You can use the list length. The last index will be the length of the list minus one.

len(list1)-1 == 3 

2 Comments

this returns a boolean
@AnthonyPerot You're right, this is a bit confusing. I think that isn't meant to be code so much as his way of saying that they are equal.
0
a = ['1', '2', '3', '4'] print len(a) - 1 3 

2 Comments

You should always add an explanation of code you are providing in an answer.
@SaschaWolf Especially when the code includes more than just the answer!
0

Thanks for the discussion. This made me look deeper at a few assumptions and a couple of asymmetries are worth noting:

>>> l = [1,2,3,4] >>> l [1, 2, 3, 4] >>> l[0:-1] [1, 2, 3] >>> l[0:3] [1, 2, 3] >>> l[0:4] [1, 2, 3, 4] >>> l[0:1000] [1, 2, 3, 4] >>> l[-1:] [4] 
  1. In indexing a list, the first index returns the first element, it also can be used to include it in a slice. Whereas the last index cannot.
  2. The last index for slicing can be any number larger than the index of the last element but the first index can only be 0.

I was debugging a function that scanned a list of data points looking for a grouping and rejecting occasional glitches. The function used a numpy windowed median filter to find the 2/3 and 1/3 transition points as indices and then it returned them. Depending on how the indices are used after the function is called could make a slight difference of 1. If the returned indeces are used to subset the data, then the last one should be:

 len(data) instead of: len(data) - 1 or: -1 

In my gut, returning the subset list would be better because there would be no wiggle room to miss the last element. Originally, I was fixing a condition where the data ended without dropping below the 1/3 level and the first index was used as the last index.
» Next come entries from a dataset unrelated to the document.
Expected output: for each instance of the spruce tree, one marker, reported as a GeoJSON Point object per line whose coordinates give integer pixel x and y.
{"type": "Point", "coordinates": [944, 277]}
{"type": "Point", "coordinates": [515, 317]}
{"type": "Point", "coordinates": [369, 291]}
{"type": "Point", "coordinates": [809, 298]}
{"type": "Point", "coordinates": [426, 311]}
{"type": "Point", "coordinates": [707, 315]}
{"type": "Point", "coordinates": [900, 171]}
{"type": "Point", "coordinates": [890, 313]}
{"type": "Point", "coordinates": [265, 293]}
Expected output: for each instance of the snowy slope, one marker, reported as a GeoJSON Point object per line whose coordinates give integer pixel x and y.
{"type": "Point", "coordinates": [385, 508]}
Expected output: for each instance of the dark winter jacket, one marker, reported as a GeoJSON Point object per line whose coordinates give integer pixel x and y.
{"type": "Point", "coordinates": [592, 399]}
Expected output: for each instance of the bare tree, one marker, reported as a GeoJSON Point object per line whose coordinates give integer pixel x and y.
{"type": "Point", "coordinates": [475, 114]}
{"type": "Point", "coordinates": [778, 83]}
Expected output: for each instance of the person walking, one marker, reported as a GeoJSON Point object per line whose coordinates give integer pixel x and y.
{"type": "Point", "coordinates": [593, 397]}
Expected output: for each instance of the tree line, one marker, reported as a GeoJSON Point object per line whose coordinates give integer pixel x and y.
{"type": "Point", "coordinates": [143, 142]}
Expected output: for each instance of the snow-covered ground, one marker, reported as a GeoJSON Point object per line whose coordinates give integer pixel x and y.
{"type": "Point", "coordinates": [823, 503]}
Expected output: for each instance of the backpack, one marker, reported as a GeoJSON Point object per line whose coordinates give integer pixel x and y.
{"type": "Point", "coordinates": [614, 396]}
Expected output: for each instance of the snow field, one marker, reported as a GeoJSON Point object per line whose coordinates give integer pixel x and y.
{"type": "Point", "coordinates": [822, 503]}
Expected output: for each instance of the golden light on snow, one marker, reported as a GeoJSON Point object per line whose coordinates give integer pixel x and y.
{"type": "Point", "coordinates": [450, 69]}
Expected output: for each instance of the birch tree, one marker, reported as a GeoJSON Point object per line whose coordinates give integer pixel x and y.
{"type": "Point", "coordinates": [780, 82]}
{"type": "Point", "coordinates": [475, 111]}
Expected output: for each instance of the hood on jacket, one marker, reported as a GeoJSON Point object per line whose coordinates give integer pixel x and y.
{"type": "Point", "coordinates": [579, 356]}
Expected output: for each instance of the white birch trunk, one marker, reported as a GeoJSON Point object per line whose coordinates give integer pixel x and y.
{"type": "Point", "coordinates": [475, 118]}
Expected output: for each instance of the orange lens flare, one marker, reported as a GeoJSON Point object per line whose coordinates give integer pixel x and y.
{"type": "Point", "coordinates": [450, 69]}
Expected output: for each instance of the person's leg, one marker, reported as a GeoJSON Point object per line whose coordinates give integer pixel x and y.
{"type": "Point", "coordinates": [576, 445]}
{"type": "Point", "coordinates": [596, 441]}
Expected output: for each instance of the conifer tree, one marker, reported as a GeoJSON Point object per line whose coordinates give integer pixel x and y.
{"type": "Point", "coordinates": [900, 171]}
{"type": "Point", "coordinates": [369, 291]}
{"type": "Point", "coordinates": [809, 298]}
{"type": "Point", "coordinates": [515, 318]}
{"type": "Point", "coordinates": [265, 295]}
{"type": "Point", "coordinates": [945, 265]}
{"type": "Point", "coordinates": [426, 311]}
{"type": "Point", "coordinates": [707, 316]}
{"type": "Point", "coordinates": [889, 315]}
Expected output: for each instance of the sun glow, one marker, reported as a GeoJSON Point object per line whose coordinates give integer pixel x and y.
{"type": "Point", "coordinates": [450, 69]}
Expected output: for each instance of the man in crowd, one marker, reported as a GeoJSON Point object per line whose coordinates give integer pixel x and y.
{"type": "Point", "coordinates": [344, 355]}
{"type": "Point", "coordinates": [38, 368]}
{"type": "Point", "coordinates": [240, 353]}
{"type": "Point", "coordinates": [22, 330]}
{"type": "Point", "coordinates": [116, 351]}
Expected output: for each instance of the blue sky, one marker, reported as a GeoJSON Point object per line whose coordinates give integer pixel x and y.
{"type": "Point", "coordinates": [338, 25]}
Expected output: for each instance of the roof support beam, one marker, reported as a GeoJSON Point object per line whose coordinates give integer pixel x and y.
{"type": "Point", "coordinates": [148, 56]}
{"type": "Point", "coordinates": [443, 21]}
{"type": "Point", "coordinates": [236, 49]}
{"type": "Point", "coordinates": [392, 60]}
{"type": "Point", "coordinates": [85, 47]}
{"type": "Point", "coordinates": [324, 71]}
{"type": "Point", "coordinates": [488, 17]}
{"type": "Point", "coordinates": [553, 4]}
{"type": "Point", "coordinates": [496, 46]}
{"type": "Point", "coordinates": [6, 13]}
When I looked closer at the solution, I realized that the last index was always missing the last element because it returned the index to it instead of 1 past it.

Comments

-1

This might be more pythonic way:

list1.index(list1[-1])

2 Comments

I'm pretty sure this is O(N) where the other solutions are O(1), and it fails if the last item is duplicated earlier in the list.
timeit on list(range(1_000_000)) puts this solution at a runtime of 0.9161270160002459, compared to 1.918499992825673e-05 for len(list1)-1.
-4
list1[-1] 

will return the last index of your list.

If you use minus before the array index it will start counting downwards from the end. list1[-2] would return the second to last index etc.

Important to mention that -0 just returns the "first" (0th) index of the list because -0 and 0 are the same number,

1 Comment

This will return the last element, not the last index, so it does not answer the question.